Federal investigators are also said to be looking into whether Adams, shortly before he was elected mayor, pressured the New York Fire Department into approving occupancy of a new Turkish consulate in Manhattan despite safety concerns with the high-rise building. Adams reportedly pushed to open the building in time for a planned visit by Turkish President Recep Tayyip Erdoğan to New York to attend the 2021 U.N. General Assembly.
South Carolina Senator Tim Scott announced he is dropping out of the 2024 presidential race. Scott, the only Black Republican U.S. senator, did not immediately endorse another candidate. Just two months out from the first nominating contest in Iowa, Donald Trump remains the Republican Party’s clear front-runner despite his myriad legal troubles.

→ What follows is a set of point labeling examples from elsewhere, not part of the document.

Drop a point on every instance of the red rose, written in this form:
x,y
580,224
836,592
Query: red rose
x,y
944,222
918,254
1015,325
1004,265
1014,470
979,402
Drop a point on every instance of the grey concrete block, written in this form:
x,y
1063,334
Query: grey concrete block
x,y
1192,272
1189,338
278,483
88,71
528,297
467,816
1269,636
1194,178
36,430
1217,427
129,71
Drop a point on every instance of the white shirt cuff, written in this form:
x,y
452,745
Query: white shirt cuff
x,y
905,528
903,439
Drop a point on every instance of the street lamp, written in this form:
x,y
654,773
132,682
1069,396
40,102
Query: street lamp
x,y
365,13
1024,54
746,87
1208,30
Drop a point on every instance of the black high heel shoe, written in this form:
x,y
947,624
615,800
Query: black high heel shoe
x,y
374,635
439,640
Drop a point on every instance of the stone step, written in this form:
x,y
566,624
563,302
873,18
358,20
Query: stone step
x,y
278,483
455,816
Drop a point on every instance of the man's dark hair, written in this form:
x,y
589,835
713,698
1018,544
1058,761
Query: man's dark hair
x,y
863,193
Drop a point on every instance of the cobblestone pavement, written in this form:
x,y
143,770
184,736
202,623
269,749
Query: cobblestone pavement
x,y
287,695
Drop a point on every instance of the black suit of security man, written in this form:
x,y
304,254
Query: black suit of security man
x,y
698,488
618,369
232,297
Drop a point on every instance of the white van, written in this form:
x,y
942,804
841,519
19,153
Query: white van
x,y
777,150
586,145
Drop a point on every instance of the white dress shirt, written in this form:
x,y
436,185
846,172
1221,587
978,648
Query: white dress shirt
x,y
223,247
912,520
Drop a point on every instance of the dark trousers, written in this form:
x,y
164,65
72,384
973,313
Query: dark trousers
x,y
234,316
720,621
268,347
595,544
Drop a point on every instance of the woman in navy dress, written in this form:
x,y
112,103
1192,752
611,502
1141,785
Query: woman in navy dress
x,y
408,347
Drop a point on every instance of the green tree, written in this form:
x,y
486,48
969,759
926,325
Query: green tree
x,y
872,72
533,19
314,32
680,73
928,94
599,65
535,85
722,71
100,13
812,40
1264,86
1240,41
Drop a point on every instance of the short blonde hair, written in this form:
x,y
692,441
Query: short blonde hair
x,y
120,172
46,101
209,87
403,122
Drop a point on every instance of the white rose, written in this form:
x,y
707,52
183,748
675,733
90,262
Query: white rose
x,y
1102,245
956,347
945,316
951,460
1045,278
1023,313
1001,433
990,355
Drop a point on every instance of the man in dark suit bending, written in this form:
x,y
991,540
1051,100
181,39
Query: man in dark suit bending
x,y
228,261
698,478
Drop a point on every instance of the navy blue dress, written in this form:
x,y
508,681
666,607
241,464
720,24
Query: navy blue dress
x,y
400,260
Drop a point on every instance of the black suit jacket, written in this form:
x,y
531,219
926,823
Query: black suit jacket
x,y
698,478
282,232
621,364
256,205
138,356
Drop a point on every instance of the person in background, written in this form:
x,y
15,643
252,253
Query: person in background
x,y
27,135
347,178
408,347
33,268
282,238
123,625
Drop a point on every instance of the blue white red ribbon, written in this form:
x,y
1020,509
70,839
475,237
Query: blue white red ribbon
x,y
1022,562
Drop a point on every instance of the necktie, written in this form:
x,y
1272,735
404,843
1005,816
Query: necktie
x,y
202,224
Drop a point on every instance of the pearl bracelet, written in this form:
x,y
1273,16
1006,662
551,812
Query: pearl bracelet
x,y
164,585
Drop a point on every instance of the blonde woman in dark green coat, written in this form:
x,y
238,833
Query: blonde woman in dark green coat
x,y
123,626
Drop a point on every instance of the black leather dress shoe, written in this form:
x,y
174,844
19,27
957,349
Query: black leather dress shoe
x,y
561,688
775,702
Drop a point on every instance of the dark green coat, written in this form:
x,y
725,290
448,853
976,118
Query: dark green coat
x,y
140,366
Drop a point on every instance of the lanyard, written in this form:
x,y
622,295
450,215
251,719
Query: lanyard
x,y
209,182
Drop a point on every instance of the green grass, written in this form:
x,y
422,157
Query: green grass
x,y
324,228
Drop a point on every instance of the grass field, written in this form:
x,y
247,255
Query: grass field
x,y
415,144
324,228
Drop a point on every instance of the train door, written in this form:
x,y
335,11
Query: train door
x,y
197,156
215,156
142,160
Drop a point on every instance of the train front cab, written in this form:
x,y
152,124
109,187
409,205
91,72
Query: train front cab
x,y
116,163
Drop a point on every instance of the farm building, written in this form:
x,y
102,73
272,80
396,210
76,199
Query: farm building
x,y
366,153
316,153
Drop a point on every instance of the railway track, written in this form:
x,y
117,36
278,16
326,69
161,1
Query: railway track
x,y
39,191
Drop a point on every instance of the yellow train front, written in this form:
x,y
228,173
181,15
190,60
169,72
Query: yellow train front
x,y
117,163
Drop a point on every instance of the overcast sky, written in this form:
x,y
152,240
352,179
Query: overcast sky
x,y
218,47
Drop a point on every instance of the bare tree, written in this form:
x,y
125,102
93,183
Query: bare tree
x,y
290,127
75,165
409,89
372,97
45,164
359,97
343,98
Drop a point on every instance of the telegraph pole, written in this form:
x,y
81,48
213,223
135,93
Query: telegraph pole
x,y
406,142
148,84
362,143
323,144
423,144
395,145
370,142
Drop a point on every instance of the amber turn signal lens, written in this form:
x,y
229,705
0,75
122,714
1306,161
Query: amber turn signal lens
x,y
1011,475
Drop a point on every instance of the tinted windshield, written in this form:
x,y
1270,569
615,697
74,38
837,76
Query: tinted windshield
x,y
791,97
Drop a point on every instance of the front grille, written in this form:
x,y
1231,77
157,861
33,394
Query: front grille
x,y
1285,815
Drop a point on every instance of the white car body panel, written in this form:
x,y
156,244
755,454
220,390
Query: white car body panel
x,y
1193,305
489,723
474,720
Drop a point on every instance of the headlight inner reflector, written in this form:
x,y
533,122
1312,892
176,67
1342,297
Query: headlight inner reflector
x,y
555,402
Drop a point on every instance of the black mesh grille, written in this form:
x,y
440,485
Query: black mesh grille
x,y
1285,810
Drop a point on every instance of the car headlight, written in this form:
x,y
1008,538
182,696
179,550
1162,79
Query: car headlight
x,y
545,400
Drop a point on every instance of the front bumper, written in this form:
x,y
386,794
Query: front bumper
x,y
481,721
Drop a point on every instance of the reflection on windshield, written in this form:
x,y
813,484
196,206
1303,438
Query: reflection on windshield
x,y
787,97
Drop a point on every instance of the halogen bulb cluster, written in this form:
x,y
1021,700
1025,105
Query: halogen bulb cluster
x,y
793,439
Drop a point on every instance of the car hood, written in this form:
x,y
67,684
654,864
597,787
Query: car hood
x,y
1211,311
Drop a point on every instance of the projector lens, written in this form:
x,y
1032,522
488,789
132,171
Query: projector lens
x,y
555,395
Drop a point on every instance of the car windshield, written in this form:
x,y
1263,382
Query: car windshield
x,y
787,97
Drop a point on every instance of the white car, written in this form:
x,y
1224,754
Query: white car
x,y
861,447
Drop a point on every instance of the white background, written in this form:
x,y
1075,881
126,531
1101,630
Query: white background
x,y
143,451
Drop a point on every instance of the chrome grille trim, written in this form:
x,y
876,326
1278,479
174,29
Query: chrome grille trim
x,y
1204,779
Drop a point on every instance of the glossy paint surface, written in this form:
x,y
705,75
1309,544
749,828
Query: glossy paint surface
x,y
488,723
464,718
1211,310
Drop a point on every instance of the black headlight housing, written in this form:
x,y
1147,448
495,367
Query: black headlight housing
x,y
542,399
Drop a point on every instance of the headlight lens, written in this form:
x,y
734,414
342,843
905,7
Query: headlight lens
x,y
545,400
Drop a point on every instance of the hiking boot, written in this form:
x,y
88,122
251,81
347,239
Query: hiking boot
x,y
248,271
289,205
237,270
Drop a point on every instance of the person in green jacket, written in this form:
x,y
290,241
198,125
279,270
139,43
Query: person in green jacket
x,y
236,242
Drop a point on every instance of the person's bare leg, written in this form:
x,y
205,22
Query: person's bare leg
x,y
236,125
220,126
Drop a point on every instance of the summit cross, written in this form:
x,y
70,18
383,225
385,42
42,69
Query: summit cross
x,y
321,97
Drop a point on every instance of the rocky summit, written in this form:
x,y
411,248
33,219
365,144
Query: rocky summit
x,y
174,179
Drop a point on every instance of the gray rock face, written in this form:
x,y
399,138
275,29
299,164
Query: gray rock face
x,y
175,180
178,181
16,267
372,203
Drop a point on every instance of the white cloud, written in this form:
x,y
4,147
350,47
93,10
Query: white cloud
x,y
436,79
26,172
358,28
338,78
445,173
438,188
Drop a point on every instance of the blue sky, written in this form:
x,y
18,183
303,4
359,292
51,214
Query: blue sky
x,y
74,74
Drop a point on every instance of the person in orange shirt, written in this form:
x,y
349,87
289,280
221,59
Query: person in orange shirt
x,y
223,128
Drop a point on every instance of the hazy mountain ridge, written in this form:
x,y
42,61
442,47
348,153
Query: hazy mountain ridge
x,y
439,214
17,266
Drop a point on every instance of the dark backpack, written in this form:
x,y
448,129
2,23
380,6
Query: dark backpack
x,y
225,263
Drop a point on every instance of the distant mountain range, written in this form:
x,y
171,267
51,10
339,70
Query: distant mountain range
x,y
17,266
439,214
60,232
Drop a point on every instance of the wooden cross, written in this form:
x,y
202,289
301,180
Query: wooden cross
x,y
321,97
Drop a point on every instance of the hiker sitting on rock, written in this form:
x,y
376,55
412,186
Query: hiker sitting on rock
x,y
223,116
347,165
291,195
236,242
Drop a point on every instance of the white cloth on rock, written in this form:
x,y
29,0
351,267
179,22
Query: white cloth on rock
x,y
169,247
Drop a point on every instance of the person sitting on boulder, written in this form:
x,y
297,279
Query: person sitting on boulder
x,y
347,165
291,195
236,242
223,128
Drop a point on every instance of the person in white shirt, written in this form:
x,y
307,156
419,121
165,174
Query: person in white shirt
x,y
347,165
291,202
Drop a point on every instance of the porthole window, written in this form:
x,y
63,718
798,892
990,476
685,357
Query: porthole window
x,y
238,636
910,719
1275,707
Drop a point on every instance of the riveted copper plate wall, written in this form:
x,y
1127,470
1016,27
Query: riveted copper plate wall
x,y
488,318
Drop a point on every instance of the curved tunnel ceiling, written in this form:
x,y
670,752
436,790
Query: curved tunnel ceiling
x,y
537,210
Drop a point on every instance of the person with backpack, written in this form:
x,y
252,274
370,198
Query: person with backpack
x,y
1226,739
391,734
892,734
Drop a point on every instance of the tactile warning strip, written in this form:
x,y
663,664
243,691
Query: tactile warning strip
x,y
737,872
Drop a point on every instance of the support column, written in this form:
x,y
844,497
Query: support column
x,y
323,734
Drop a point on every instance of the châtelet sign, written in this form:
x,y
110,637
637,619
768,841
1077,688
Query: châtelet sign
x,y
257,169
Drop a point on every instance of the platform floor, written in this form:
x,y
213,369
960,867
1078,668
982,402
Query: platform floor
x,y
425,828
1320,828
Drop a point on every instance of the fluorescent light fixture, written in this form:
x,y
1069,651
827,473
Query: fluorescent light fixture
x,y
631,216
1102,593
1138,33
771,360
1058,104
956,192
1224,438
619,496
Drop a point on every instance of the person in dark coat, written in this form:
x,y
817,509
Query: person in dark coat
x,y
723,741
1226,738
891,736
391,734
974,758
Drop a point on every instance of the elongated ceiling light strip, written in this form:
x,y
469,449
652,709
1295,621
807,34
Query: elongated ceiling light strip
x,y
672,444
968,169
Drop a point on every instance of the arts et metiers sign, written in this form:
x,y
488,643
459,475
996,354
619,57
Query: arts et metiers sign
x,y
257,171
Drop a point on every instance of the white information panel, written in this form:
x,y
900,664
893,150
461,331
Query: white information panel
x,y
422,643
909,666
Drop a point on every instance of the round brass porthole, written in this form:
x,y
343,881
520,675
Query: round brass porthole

In California, a jury has found the animal rights activist and attorney Wayne Hsiung guilty of three charges, including felony conspiracy to trespass, after he led direct action protests in 2018 and 2019 that rescued ducks and chickens from factory farms in Sonoma County. Hsiung faces up to three-and-a-half years at a sentencing hearing scheduled for November 30. He spoke to Democracy Now! after his arrest in 2019.
Wayne Hsiung: “If you or I tortured an individual dog, we would clearly be subject to the criminal laws of the state of California. Yet, when a factory farm does this on massive scale, on a scale a million times larger than an individual person abusing a single animal, it’s seen as industry standard, and therefore completely immune from prosecution.”